Gu Deng (顧澄 (顾澄, Gù Dèng, Ku Teng); Hepburn: Ko Cho; 1882 - 1947?) was a mathematician and politician at the end of Qing Dynasty and in the early Republic of China. His courtesy name was Yangwu (養捂).

== Biography ==
Gu Deng was born in Wuxi, Jiangsu. In the end of Qing Dynasty He graduated the department of mathematics, the Gezhi Academy (格致書院). In 1909 Gu translated the book about quaternions, this is the first introduction about quaternions in Chinese history.

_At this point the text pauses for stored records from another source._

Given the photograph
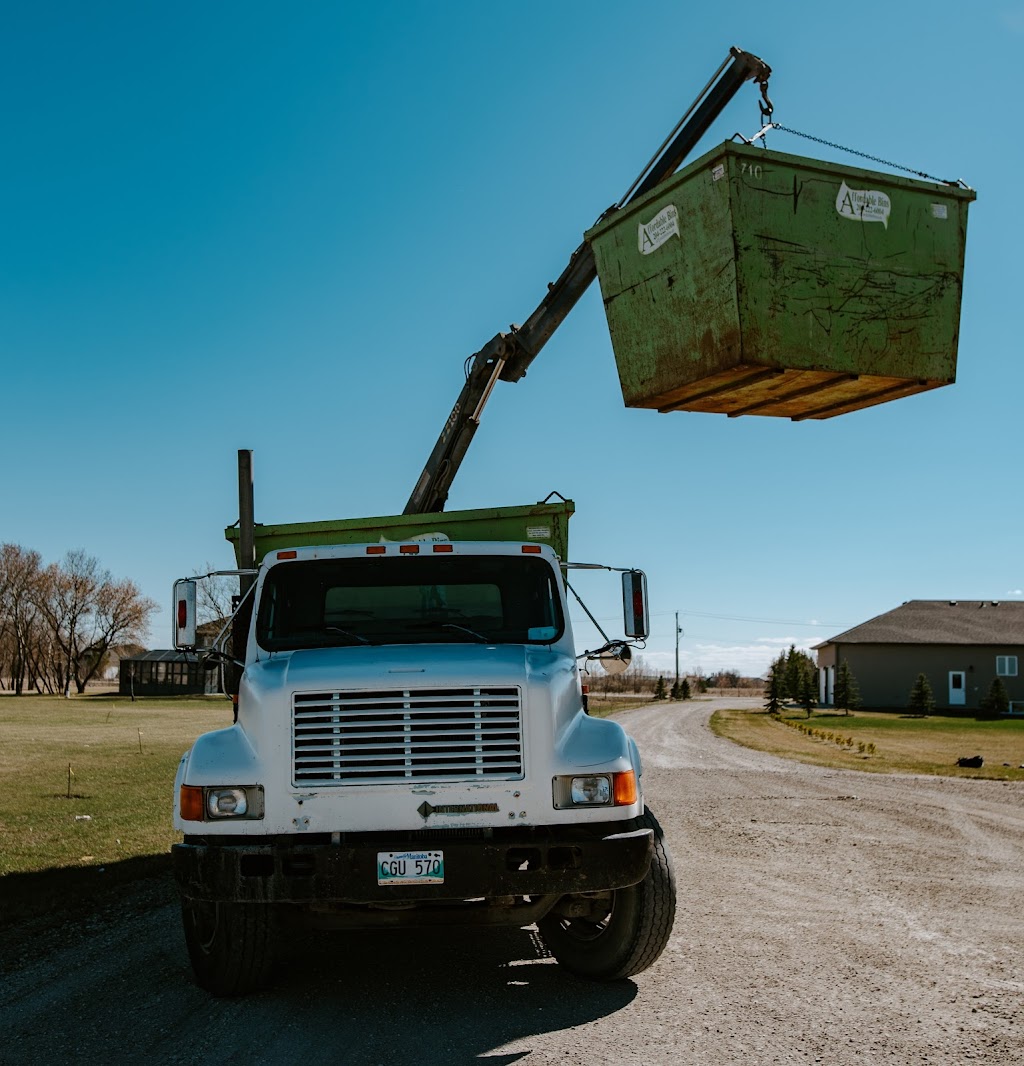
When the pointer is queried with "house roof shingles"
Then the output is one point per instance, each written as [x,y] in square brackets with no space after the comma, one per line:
[942,622]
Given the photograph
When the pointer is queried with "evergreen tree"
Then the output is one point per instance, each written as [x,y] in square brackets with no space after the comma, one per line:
[847,696]
[922,701]
[807,687]
[997,700]
[791,676]
[773,703]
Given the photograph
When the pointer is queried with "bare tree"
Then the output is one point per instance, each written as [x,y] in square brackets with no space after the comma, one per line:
[19,619]
[86,613]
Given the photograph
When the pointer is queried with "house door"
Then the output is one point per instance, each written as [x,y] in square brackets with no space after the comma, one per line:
[958,692]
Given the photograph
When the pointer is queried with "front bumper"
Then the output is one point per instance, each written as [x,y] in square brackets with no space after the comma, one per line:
[551,861]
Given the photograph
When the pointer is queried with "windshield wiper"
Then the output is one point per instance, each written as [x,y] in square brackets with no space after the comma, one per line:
[466,629]
[344,632]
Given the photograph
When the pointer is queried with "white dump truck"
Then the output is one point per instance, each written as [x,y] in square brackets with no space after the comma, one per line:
[412,747]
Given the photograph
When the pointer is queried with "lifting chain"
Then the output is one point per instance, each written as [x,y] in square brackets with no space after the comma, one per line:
[863,155]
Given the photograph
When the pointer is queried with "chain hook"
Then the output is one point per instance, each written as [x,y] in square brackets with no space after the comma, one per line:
[765,102]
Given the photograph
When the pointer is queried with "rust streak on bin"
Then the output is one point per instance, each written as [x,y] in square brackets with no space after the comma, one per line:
[757,283]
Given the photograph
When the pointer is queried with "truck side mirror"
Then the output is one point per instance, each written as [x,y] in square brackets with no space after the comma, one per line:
[635,616]
[184,614]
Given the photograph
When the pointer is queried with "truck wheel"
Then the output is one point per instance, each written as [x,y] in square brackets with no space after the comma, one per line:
[230,945]
[632,934]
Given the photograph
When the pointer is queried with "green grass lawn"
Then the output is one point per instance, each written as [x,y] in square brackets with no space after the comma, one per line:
[116,806]
[901,744]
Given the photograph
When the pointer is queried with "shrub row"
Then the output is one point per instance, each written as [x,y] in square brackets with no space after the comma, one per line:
[829,738]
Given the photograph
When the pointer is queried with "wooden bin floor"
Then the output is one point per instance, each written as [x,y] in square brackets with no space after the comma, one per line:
[749,389]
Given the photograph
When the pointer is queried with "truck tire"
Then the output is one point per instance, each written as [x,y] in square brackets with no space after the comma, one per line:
[634,932]
[230,945]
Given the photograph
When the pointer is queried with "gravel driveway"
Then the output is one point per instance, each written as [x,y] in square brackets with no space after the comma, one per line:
[825,916]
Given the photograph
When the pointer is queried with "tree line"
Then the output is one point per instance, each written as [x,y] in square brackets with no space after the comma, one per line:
[60,624]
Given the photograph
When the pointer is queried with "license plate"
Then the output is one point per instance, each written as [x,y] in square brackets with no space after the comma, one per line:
[410,868]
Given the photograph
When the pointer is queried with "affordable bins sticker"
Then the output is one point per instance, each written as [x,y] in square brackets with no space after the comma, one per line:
[864,205]
[651,236]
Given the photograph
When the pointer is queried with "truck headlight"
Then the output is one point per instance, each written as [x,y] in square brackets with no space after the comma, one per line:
[595,790]
[212,804]
[590,791]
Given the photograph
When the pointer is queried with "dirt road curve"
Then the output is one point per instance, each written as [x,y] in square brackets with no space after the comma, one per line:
[825,917]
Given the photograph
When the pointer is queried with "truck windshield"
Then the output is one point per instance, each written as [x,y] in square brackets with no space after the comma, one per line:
[450,599]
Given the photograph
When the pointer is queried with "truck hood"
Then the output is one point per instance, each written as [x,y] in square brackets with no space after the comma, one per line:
[406,666]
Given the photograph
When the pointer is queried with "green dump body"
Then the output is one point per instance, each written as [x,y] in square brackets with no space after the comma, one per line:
[756,283]
[538,522]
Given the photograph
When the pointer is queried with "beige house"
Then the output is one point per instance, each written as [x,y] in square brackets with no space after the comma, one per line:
[960,645]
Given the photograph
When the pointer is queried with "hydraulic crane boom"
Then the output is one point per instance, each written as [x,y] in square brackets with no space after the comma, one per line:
[507,356]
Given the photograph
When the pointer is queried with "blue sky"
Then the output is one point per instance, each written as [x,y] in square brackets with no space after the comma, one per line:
[285,227]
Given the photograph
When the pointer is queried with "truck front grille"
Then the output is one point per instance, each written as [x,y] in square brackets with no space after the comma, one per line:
[344,738]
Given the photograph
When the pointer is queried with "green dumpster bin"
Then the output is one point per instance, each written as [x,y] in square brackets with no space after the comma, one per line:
[765,284]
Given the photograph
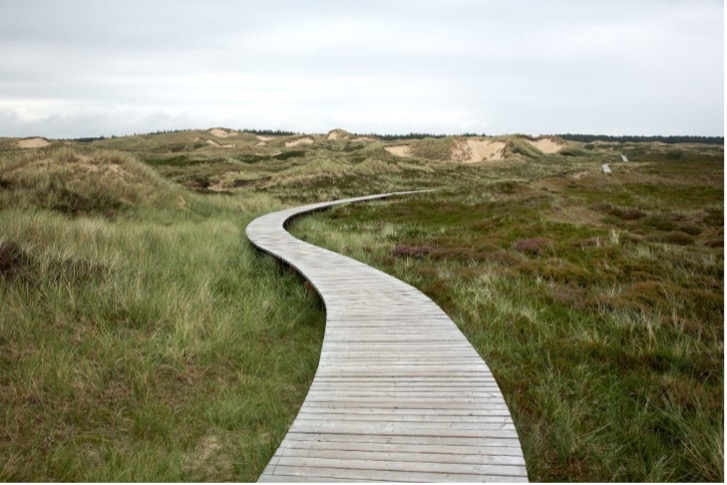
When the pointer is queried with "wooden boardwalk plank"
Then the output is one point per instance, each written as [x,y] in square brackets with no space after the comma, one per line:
[399,394]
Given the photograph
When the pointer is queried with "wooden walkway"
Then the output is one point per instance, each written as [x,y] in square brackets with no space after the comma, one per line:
[399,394]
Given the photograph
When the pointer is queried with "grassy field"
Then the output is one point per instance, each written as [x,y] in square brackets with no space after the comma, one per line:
[142,338]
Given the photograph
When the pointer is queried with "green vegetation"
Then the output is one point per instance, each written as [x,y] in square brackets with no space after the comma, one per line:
[151,345]
[143,339]
[597,302]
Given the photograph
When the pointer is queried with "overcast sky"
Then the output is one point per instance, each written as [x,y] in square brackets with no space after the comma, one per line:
[87,68]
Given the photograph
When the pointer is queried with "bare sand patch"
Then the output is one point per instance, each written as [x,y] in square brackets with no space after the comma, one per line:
[473,150]
[221,133]
[36,142]
[547,145]
[337,134]
[399,150]
[300,141]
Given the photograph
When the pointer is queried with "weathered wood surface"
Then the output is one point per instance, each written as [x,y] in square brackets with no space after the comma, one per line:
[399,393]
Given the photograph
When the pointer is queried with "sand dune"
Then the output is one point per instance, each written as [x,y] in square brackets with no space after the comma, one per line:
[300,141]
[221,133]
[399,150]
[547,145]
[473,150]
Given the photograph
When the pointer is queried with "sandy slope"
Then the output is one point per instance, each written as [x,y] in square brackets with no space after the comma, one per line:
[300,141]
[547,145]
[399,150]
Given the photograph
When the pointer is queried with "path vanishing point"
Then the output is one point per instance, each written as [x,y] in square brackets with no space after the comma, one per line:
[399,394]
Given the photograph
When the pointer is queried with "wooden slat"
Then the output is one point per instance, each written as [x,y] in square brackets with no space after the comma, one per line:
[399,393]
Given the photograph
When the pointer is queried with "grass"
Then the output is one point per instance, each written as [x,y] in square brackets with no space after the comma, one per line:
[143,339]
[603,323]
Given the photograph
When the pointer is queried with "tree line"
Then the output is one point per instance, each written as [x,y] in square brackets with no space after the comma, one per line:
[672,139]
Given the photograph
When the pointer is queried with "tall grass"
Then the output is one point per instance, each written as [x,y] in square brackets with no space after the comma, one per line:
[154,346]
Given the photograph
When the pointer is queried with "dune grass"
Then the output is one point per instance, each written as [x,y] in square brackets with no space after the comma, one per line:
[596,301]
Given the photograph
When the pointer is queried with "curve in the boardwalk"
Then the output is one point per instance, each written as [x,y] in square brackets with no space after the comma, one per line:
[399,394]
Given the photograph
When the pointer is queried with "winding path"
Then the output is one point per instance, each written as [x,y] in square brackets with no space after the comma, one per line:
[399,393]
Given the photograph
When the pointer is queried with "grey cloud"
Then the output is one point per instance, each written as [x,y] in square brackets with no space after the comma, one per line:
[643,66]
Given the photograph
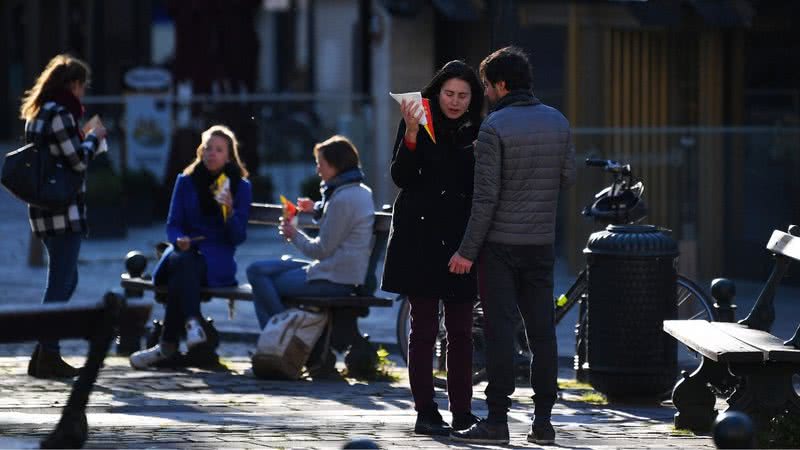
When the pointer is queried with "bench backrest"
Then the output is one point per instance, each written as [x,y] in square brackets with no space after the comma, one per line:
[786,247]
[270,214]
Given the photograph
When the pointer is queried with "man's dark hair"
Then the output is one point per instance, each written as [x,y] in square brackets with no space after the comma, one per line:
[461,70]
[509,64]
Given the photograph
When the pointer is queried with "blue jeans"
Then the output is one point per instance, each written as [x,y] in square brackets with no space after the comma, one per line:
[186,273]
[62,273]
[273,278]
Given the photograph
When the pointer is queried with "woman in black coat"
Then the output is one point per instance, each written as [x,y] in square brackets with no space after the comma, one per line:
[433,167]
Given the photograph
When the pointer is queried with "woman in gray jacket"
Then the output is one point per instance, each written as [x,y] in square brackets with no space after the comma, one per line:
[340,252]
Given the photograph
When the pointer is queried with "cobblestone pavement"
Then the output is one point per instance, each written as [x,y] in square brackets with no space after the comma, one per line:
[203,409]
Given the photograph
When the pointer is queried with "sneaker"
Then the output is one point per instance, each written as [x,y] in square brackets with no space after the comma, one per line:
[483,432]
[430,423]
[195,333]
[542,433]
[143,359]
[462,421]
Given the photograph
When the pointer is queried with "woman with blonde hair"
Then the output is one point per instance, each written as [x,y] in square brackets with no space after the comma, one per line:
[339,253]
[51,110]
[207,220]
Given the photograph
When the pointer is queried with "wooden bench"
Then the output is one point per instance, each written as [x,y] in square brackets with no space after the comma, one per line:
[743,361]
[343,335]
[97,322]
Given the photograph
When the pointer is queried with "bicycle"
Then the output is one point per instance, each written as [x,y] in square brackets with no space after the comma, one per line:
[622,202]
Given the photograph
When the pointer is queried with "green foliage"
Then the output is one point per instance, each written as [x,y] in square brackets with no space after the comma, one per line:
[310,188]
[381,371]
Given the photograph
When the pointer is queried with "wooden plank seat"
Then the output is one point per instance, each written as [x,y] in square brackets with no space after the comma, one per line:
[344,311]
[752,368]
[96,322]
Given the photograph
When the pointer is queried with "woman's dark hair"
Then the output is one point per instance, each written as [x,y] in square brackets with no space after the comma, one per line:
[59,73]
[462,71]
[339,152]
[509,64]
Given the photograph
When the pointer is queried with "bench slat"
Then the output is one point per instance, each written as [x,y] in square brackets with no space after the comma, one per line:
[270,214]
[21,323]
[784,244]
[711,342]
[245,292]
[354,301]
[773,346]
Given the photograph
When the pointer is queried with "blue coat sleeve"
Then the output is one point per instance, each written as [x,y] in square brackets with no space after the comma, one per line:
[236,225]
[177,211]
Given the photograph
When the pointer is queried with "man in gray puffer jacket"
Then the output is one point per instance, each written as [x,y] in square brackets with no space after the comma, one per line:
[524,157]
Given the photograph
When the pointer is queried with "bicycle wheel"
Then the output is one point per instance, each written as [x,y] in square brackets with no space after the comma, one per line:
[693,304]
[403,327]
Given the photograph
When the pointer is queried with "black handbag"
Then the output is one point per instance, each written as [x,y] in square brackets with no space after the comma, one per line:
[40,179]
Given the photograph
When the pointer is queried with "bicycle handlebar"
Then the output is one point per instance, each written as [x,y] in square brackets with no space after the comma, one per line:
[609,165]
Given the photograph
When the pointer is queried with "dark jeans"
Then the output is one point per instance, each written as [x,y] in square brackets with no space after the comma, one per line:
[62,273]
[512,277]
[186,274]
[424,328]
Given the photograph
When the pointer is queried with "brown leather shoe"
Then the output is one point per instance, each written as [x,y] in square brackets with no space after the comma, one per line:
[50,365]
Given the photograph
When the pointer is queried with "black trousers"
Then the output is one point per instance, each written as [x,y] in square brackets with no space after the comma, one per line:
[515,278]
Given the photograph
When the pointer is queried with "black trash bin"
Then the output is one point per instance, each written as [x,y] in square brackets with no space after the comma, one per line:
[632,287]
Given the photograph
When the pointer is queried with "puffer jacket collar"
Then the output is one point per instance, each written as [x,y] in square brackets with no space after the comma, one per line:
[517,97]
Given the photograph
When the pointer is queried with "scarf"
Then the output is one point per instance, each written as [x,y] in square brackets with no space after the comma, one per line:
[354,175]
[203,181]
[521,97]
[68,100]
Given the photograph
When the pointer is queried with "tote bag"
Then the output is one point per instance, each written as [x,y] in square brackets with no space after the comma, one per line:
[40,179]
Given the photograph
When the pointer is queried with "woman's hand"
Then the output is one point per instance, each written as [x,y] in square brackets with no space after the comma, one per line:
[99,132]
[305,204]
[225,198]
[412,113]
[286,229]
[183,243]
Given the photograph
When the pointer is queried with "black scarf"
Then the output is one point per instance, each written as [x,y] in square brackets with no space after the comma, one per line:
[516,97]
[204,185]
[68,100]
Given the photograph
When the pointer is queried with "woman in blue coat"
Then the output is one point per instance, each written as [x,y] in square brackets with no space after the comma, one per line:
[207,221]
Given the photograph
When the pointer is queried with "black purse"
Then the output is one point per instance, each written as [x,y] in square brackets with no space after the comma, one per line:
[40,179]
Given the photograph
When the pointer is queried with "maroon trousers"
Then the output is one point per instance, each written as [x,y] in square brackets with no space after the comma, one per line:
[424,328]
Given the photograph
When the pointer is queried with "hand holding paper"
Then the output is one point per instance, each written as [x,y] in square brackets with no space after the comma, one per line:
[222,190]
[289,211]
[411,97]
[427,119]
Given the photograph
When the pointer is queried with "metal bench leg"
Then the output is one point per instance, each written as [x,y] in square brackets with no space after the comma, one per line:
[72,430]
[766,391]
[361,358]
[693,398]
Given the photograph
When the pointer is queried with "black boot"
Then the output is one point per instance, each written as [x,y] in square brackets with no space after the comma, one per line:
[50,365]
[32,362]
[430,422]
[462,421]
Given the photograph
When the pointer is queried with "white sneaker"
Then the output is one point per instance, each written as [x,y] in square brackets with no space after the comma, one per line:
[143,359]
[195,334]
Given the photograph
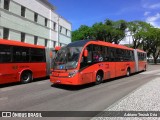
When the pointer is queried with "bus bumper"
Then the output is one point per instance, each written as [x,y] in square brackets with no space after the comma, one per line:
[64,80]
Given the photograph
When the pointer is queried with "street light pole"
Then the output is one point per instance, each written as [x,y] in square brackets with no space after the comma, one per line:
[58,30]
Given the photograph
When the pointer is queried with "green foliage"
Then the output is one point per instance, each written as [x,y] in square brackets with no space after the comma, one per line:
[109,31]
[144,35]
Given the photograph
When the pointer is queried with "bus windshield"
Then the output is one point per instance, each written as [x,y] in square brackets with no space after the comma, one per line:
[67,58]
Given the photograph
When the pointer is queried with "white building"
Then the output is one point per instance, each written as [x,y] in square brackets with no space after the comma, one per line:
[33,21]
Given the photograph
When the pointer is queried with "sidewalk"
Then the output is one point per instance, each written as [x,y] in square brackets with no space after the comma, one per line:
[145,98]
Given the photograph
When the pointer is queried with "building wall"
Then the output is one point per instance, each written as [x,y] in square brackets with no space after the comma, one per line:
[16,23]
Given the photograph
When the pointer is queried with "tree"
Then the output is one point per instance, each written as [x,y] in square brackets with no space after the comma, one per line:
[84,32]
[151,42]
[109,31]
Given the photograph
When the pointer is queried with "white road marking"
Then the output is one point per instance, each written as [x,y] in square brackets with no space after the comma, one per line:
[144,98]
[150,72]
[6,89]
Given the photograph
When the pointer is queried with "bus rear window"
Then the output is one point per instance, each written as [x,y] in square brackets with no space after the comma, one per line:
[5,53]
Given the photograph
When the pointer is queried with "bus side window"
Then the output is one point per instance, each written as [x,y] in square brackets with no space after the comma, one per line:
[86,60]
[5,53]
[112,54]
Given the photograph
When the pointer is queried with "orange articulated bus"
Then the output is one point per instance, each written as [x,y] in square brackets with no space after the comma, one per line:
[89,61]
[23,62]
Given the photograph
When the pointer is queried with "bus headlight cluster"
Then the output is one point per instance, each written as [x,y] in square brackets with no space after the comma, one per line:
[73,73]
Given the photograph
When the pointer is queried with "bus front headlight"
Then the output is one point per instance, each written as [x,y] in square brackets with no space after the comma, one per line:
[73,73]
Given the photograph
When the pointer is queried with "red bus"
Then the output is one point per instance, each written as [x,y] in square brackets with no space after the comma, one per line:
[89,61]
[22,62]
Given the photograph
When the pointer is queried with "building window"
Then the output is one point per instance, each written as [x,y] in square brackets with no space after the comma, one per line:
[46,21]
[23,10]
[60,29]
[54,26]
[6,4]
[66,31]
[45,44]
[5,33]
[35,17]
[54,43]
[35,40]
[22,37]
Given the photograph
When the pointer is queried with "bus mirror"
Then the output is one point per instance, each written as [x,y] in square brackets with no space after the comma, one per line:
[85,53]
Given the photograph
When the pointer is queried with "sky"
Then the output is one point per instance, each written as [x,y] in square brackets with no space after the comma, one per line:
[88,12]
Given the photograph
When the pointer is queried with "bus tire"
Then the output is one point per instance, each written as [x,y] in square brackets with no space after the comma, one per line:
[98,78]
[128,72]
[26,77]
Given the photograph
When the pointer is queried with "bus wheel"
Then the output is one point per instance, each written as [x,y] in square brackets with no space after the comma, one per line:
[26,77]
[128,72]
[98,78]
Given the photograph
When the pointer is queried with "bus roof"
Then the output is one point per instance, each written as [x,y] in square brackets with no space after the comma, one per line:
[82,43]
[16,43]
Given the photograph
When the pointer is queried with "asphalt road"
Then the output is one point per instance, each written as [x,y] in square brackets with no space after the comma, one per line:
[41,95]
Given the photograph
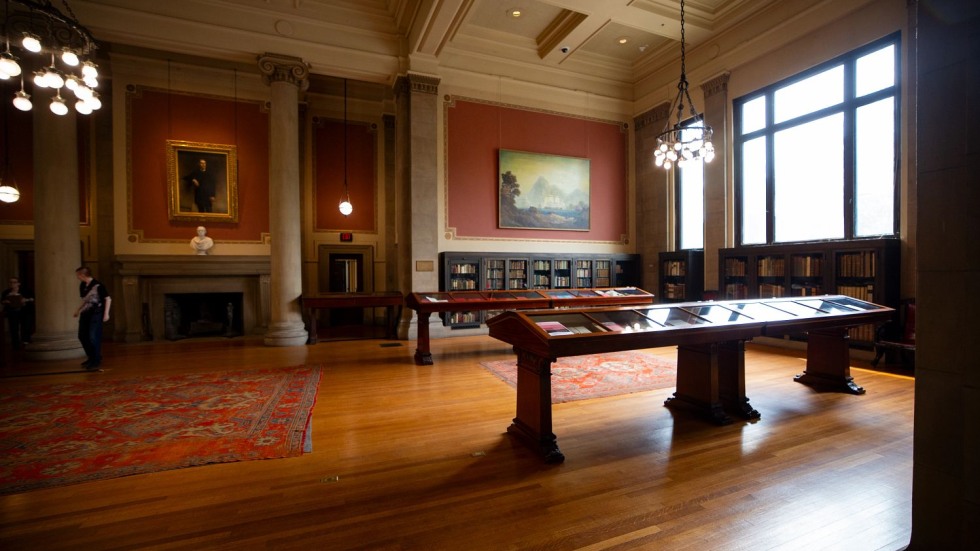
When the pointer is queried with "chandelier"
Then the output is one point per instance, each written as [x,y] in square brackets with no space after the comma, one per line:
[682,144]
[345,206]
[52,50]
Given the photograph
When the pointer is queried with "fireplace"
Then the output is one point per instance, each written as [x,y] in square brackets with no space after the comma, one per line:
[175,297]
[188,315]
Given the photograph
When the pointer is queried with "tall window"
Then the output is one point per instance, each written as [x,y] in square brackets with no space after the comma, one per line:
[689,182]
[816,154]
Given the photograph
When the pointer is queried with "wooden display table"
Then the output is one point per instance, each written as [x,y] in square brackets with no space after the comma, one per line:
[425,304]
[710,339]
[391,301]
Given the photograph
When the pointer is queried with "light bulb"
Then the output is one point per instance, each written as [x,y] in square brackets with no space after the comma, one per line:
[9,194]
[9,65]
[22,101]
[69,57]
[346,208]
[31,43]
[58,106]
[53,78]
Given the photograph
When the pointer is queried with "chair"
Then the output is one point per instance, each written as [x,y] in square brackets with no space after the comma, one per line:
[898,335]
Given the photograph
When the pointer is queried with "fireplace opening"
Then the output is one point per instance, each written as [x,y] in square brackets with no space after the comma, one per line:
[188,315]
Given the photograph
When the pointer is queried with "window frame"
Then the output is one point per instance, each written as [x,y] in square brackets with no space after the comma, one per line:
[849,107]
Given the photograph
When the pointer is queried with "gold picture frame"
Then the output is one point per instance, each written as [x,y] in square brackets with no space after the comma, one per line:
[188,185]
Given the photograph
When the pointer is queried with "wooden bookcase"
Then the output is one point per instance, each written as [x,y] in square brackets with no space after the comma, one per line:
[468,271]
[681,275]
[866,269]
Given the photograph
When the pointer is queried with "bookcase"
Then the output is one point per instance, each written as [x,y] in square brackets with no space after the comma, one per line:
[866,269]
[681,275]
[468,271]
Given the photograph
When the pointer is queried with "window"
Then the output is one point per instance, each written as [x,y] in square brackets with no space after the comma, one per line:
[689,182]
[816,154]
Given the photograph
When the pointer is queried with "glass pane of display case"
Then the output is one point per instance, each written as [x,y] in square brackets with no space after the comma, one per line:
[560,294]
[854,303]
[797,309]
[626,321]
[758,311]
[566,324]
[717,314]
[436,297]
[672,317]
[829,306]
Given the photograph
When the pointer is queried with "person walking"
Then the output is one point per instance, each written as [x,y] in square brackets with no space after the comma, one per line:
[91,314]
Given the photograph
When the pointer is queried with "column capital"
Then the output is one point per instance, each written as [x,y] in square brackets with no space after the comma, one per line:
[717,85]
[417,82]
[655,116]
[284,68]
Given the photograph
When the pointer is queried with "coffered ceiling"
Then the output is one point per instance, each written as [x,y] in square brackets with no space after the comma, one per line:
[607,47]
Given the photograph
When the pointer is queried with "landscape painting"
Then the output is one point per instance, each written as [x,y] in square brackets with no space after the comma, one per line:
[543,192]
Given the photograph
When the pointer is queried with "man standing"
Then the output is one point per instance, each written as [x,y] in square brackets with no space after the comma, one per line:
[16,308]
[91,314]
[204,186]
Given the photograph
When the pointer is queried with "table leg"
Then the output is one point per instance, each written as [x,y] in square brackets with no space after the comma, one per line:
[731,379]
[698,382]
[422,354]
[828,361]
[533,421]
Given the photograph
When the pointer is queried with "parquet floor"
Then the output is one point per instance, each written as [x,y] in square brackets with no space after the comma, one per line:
[409,457]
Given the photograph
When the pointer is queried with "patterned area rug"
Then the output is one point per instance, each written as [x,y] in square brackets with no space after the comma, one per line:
[599,375]
[54,435]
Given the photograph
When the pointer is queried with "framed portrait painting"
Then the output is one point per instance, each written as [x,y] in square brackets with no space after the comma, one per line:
[202,181]
[545,192]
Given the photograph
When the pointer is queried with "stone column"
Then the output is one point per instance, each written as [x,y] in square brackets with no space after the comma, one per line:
[57,241]
[654,208]
[718,224]
[286,76]
[417,183]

Gu Deng became a teacher in Beijing University and Qinghua University, later he became the president of Beiping Women's College of Humanities and Sciences (北平女子文理學院) and the chairperson of the department of mathematics, Northeastern University. In February 1934, he became a professor of the department of mathematics at Shanghai Jiao Tong University.
Gu Deng was one of the founders of the Chinese Mathematical Society, the first academic organization for Chinese mathematicians, in 1935 in Shanghai. He became the editor-in-chief of Magazine of Mathematics (數學雜志) which is published by the Chinese Mathematical Society and Information of Science (科學通訊) which is published by Shanghai Jiao Tong University.

In April 1938, Gu Deng was appointed Vice-Minister for Education under the collaborationist Provisional Government of the Republic of China led by Wang Kemin. In July, Chen Qun (陳群) was relieved from his post as Minister for Education, and Gu Deng became concurrently the provisional acting Minister as well until his official promotion to Minister for Education the following April. He remained in this post until the formation of the Reorganized National Government of China under Wang Jingwei in March 1940.

After he resignation, he lived in obscurity, and is believed to have died around 1947.